I've been given a lot of pointless metaphors for graduation. Suitcases, rocking chairs, the Spanish Inquisition, and nothing seemed to work, except for reading a book. Perhaps because it's the only one I can identify with.

Or maybe because I'm doing it now, or will be shortly. Writing down what I remember, without the help of any fellow readers. But whatever I write, I hope it translates into a good book.

I don't think that I was adequately prepared for high school. Oh, I know my multiplication tables and who wrote the "Oddessy". And it didn't matter.

I think I was a sophomore the first time that I heard someone say that you can only write what you know. I don't think that means that if you know something really well, you can write about it really well.

There's nothing I know better than myself, but if I don't know where to put my commas, the written translation will suffer. I suppose that style and talent will ultimately determine how well you write, and your intelligence and experience will determine how much you know. It would take genius that I don't have to string them together.

Now that I think about it, I don't know myself that well. I have so many fantastic, detailed dreams and tell so many exotic lies that I'm not sure which world I live in is real. I lie to myself, so maybe my subconscious and my mind are fake. But, since I lie to everyone around my, maybe I actually am what I say I am. Or I yam what I yam, Popeye. I don't know.
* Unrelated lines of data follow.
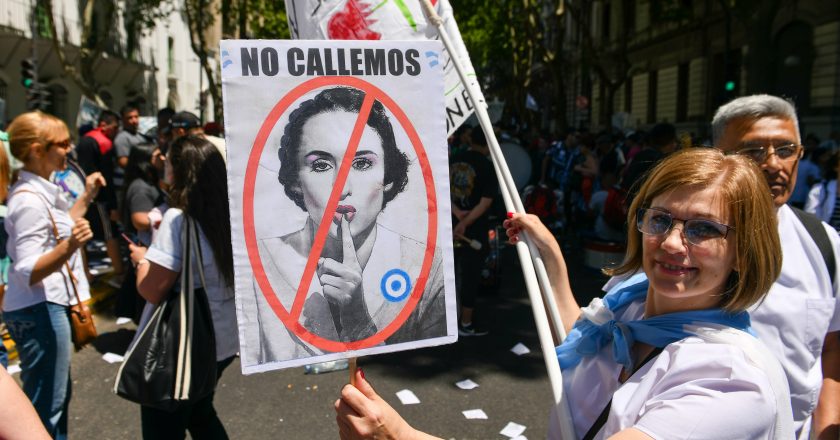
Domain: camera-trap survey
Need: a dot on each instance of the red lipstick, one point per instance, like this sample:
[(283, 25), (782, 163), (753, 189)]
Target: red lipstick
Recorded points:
[(346, 210)]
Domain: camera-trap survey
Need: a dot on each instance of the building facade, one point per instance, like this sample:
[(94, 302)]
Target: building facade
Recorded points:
[(685, 58), (151, 70)]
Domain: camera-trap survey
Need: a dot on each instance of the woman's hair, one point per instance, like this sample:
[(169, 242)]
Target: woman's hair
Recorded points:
[(30, 128), (199, 188), (139, 166), (743, 189), (332, 100)]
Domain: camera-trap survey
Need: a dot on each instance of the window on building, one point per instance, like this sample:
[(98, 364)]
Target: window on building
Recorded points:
[(682, 92), (107, 99), (652, 81), (628, 94), (57, 102), (605, 20), (171, 55)]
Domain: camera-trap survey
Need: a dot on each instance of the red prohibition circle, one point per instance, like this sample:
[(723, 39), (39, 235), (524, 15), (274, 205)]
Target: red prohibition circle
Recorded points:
[(288, 319)]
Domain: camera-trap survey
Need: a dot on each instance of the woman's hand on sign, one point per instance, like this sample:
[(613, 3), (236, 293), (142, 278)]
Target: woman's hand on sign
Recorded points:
[(80, 233), (362, 414), (342, 283), (536, 230)]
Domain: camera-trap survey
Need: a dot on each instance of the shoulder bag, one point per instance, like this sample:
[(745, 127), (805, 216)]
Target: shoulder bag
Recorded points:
[(81, 317), (172, 362)]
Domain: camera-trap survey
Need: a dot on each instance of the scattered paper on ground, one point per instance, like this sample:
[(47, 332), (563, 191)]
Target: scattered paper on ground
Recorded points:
[(112, 358), (466, 384), (513, 430), (475, 414), (520, 349), (407, 397)]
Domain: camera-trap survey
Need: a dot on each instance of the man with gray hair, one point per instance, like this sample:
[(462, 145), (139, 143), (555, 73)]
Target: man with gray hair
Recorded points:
[(799, 320)]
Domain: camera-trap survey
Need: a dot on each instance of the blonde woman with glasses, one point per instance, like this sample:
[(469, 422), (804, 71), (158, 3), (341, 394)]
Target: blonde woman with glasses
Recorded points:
[(670, 356), (38, 295)]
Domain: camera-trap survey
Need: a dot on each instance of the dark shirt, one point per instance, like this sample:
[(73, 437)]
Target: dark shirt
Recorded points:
[(91, 159), (471, 177)]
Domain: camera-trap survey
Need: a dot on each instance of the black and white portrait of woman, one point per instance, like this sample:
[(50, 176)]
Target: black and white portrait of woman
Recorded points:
[(366, 270)]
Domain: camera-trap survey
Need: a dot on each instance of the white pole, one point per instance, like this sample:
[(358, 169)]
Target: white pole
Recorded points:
[(531, 268)]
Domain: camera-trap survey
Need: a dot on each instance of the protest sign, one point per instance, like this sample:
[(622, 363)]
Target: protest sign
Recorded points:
[(339, 199), (388, 20)]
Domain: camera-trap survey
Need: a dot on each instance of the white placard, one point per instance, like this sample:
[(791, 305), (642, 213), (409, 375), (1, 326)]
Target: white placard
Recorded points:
[(305, 293)]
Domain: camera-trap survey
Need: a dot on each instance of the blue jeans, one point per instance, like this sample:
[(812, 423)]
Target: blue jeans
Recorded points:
[(42, 337)]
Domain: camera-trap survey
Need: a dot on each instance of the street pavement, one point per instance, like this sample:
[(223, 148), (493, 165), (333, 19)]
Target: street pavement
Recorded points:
[(289, 404)]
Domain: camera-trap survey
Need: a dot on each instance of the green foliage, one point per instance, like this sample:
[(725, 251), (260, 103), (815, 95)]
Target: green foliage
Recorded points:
[(267, 19)]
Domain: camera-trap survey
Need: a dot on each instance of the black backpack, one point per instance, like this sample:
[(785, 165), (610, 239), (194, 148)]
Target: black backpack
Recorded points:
[(817, 232)]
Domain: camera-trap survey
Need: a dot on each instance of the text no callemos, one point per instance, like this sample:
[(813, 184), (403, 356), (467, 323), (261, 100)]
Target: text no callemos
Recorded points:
[(331, 61)]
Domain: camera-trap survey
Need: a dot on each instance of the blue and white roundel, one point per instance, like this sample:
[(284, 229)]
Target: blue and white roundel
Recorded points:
[(395, 285)]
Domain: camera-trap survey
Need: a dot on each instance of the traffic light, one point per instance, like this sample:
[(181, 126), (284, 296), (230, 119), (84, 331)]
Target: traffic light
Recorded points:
[(38, 97), (27, 73)]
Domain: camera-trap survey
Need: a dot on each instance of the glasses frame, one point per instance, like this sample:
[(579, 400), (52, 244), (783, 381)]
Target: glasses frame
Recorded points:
[(67, 143), (641, 213), (766, 154)]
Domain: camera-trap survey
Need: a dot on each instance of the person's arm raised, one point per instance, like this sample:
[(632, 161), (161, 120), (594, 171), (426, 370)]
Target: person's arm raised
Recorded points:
[(93, 182), (362, 414), (555, 265)]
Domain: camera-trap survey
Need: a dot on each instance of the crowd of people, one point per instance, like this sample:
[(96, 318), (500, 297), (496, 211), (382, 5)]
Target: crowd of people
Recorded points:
[(722, 319), (133, 191), (720, 322)]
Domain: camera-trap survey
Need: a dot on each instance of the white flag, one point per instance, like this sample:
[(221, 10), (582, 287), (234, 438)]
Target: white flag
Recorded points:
[(388, 20)]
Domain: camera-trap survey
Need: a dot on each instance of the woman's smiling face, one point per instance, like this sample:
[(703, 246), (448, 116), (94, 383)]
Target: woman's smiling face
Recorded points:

I do know that you can oversimplify anything (anything can be oversimplified). Almost every movie can be boiled down to a love story, plus subplots. Almost every song can be pared down to its refrain, and every book to its theme and moral. I'm sure it's been said before, but details are what make life worth living. So why would you want to look past them to the often boring, big picture. In a way, that's the problem with metaphors. If you think about it, graduation isn't at all like a suitcase. I was sent to Mr. Nathan, the guidance counselor, because I had trouble deciding what prospective occupation to sign up for on career day.

He greeted me cordially, automatically, and bade me sit down. It seemed as though he wanted to get started quickly.

"I guess we'll get right to the point," Mr. Nathan said to me, his desk creating a comfortable wall between us. "What do you want to be when you grow up?"

"Caucasian," I replied quickly, before Mr. Nathan could respond, I continued. "I'm not a racist or anything. I just know that Caucasians do get higher wages and better promotions. Its all statistics."